Since the company’s founding in 2009, Uniform Wares has been designing minimalist watches with no logos or signatures on the dials. It sounds simple enough, but this is tantamount to heresy in the traditional world of Swiss watchmaking.
Over the half-decade since the first collection, founders Oliver Fowles and Patrick Bek have refined the designs, added and subtracted a few here and there, opened a hybrid workshop and showroom in East London, and even moved production of the watches to Switzerland. While the watches weren’t explicitly for men only, the sizes, colors, and materials did usually skew that way.
“We were approached by many women who wanted to wear our watches because they loved the androgynous, clean aesthetic, but required a smaller sizing overall,” says Fowles. “We ran with the opportunity.”
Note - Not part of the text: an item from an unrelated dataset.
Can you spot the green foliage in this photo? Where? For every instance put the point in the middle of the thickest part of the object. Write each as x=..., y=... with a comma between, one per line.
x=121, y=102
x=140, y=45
In all there are six basic models in the new collection, three from the more overtly sleek M line and three from the traditionally-inspired C line. While each model roughly corresponds to one in the original collection (not called a men’s collection until recently), the cases are one to two millimeters smaller in diameter, the straps and bracelets are proportioned differently, and the color palette centers around dusty rose tones and various subtle shades of grey. Prices range from $400 for the M35 on a calf leather strap to $1,100 for the C39 on a steel bracelet.
Uniform Wares might be marketing these watches to women, and they’ll of course look great on ladies’ wrists, there’s no reason men shouldn’t give them a look as well. In particular, the three-hand C36 is a great all-purpose watch in a medium size and you’d be forgiven for mistaking the C39 for a vintage chronograph.
The collection is available now on uniformwares.com and will go on sale in Nordstrom locations across the U.S. in May.